Innocent Musabyimana "a été arrêté sur demande du parquet général", a déclaré le porte-parole du parquet général de Kigali, Alain-Bernard Mukuralinda, dans l'attente que la justice française se prononce sur la demande d'extradition de Kigali. "Il est accusé d'un certain nombre d'infractions”, selon le procureur général de Dijon, Jean-Marie Beney. Jean-François Dupaquier, journaliste et écrivain, spécialiste du Rwanda, nous livre ici son commentaire.

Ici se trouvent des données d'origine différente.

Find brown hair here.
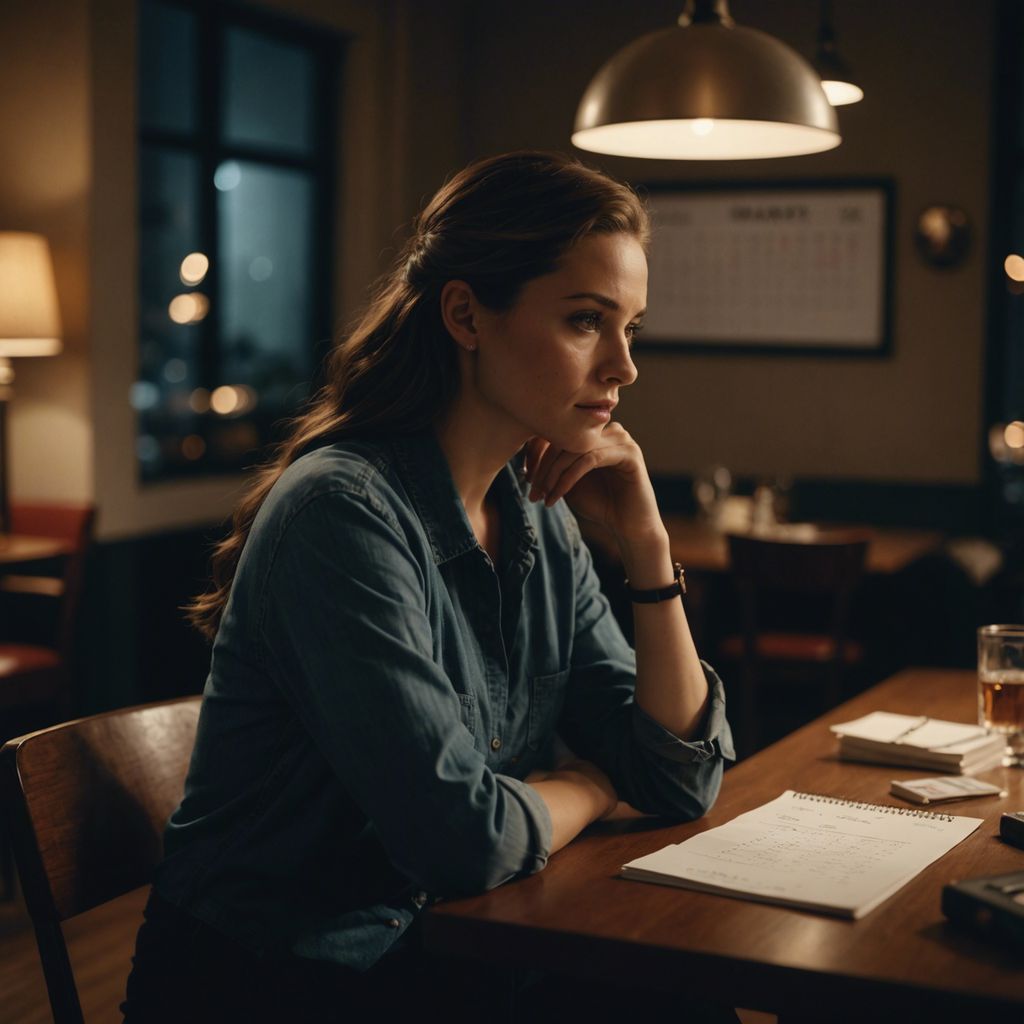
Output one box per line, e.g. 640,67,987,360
185,151,649,640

« Viols, génocide, extermination »… les incriminations ne sont pas anodines contre M. Innocent Musabyimana, un Rwandais de 40 ans qui vivait des jours tranquilles à Longvic, près de Dijon. Même si la présomption d’innocence doit d’office lui être reconnue, les habitants de la région sont en droit de se poser bien des questions. A commencer par celle-ci : le procureur général de Dijon, M. Jean-Marie Beney a déclaré que M. Innocent Musabyimana « est accusé d'un certain nombre d'infractions » C’est la première fois qu’un magistrat qualifie d’infractions des crimes tels que génocide, complicité de génocide, meurtres, viols, adhésion et participation dans un groupe criminel. Infraction est un mot banal. Selon un dictionnaire juridique de référence, il signifie : « Action ou comportement interdit par la loi et passible de sanctions pénales prévues par la loi : amende, peine d'emprisonnement, peines complémentaires ». Ces « infractions » sont qualifiées de crimes, via Interpol, sur le un mandat d’arrêt international qui a été émis.

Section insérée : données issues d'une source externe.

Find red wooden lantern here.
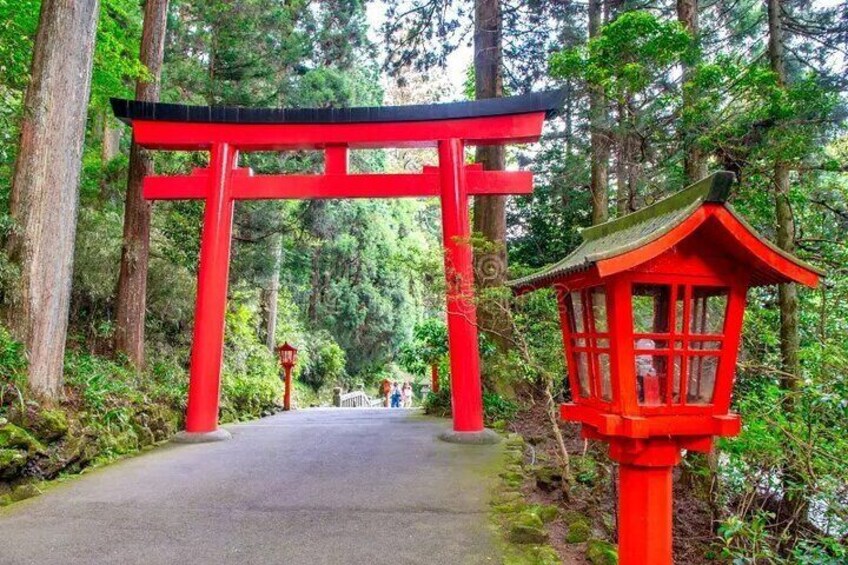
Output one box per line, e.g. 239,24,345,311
277,342,297,410
510,172,822,565
277,342,297,369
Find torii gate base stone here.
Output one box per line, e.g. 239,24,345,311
112,91,562,443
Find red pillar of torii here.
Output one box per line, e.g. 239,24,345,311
112,91,562,442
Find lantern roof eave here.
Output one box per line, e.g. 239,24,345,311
506,171,824,294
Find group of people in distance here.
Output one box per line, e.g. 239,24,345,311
382,379,413,408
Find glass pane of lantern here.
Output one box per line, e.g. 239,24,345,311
589,286,608,333
689,340,721,349
574,352,592,398
633,337,668,349
686,355,718,404
632,284,671,333
598,353,612,402
636,353,668,406
689,287,727,334
568,291,586,333
671,355,683,404
674,286,684,333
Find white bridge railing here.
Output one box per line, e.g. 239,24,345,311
333,388,383,408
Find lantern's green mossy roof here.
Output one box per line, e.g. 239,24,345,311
507,171,817,289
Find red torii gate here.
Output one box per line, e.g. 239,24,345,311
112,91,562,442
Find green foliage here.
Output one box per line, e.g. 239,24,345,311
397,318,448,375
299,332,346,392
483,392,518,424
550,11,692,101
423,386,451,418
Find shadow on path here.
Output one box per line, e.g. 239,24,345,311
0,408,501,565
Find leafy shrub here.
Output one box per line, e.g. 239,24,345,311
300,331,347,393
483,392,518,424
423,386,451,418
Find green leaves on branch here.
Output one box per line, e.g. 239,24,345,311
550,11,694,101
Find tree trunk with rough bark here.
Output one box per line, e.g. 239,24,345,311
262,237,283,353
768,0,801,396
7,0,99,398
473,0,510,348
100,115,121,165
768,0,809,531
115,0,168,368
677,0,707,184
589,0,611,224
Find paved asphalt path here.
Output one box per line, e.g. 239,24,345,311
0,409,501,565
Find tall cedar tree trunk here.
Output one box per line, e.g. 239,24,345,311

Un commerçant interrogé par Le Bien Public qui trouve une analogie avec l’Argentine me semble bien plus proche de la vérité historique et morale : après la chute du nazisme, des perpétrateurs de la Shoah ont trouvé refuge en Argentine. Ils savaient que le régime fasciste de Peron refuserait de les livrer. Pour juger Adolf Eichmann, l’un des principaux artisans de la « Solution finale » contre les Juifs, Israël a dû l’enlever clandestinement en mai 1960, pratiquement quinze ans jour pour jour après la capitulation nazie. La honte en a été sur le régime Argentin, pas sur celui d’Israël qui avait incontestablement commis une infraction au droit international.
La France abrite depuis 1994 plus de vingt Rwandais « suspects de génocide ». Ce chiffre ne concerne que des suspects nommément identifiés, car en réalité, plusieurs centaines de criminels rwandais « présumés innocents » se cacheraient en France, la plupart sous de faux noms. Malgré les charges accablantes documentées contre la vingtaine de « présumés innocents » connus, la justice française a toujours refusé les mandats d’extradition émis par le Parquet général du Rwanda. De jugement en arrêt, on nous répète que l’accusation est « politique ».

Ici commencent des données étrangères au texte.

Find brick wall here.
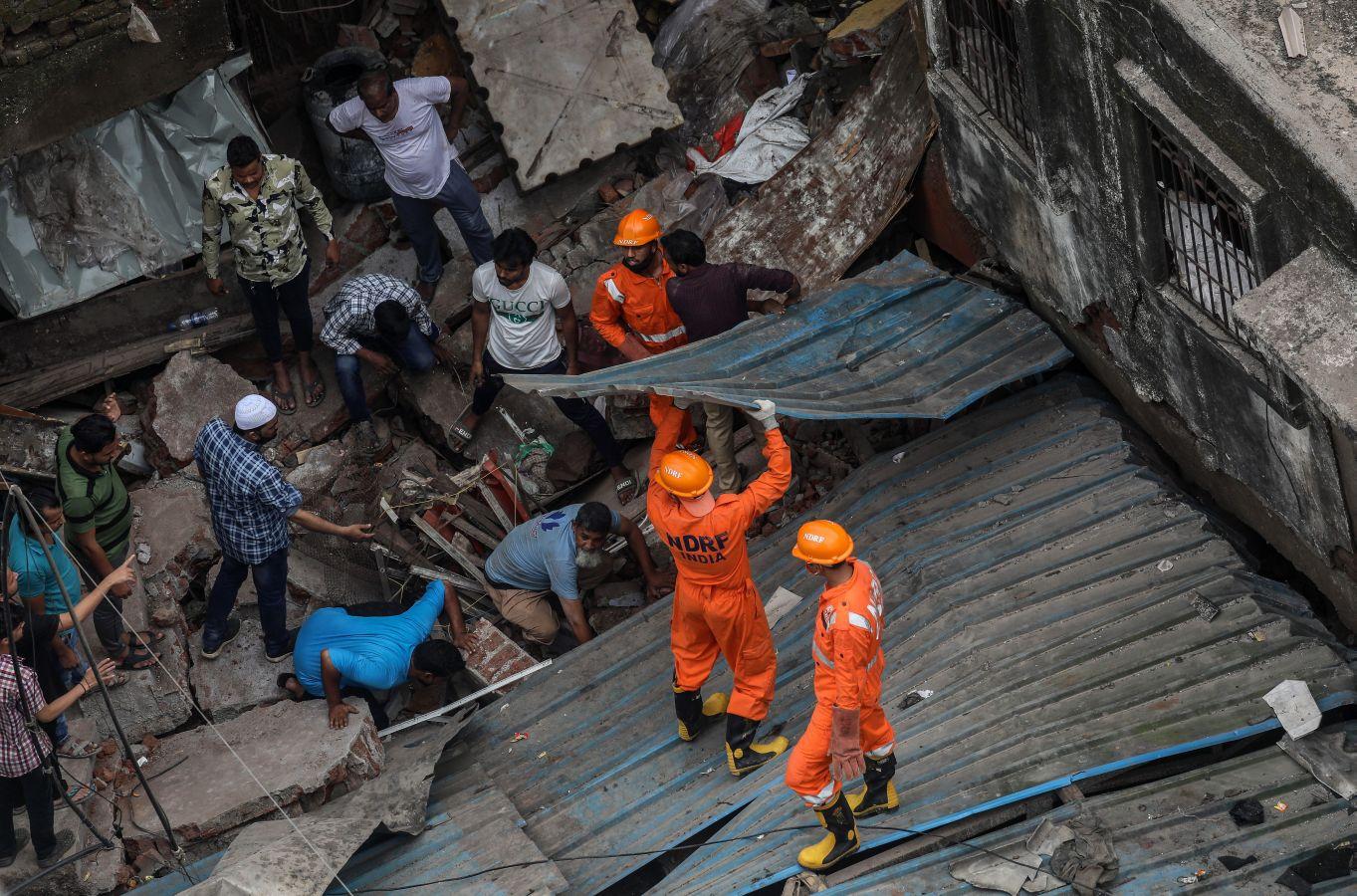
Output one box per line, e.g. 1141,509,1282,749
0,0,133,68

« Accusation politique » : c’était l’argument récurrent des autorités argentines pour refuser de livrer les criminels nazis, évidemment « présumés innocents ». La justice française n’est pas, elle, l’émanation d’un « régime fasciste » comme le Parquet péroniste. C’est simplement une institution démocratique trop humaine, avec ses faiblesses et ses vertus. Faut-il suggérer de sanctionner le « certain nombre d’infractions » reprochées à Innocent Musabyimana d’une contravention pour stationnement irrégulier en France, la fameuse amende à 17 euros ? Le génocide contre les Tutsi du Rwanda en 1994 a causé un million de
victimes en cent jours. Les tueries furent souvent précédées d’actes d’une cruauté inouie. Ce troisième génocide du XXe siècle mérite de la considération, et en particulier de bien peser ses mots. Puis agir. Ne pas extrader ou ne pas juger dans un délai raisonnable ces suspects identifiés en France serait une forme de complicité avec le crime des crimes que constitue un génocide.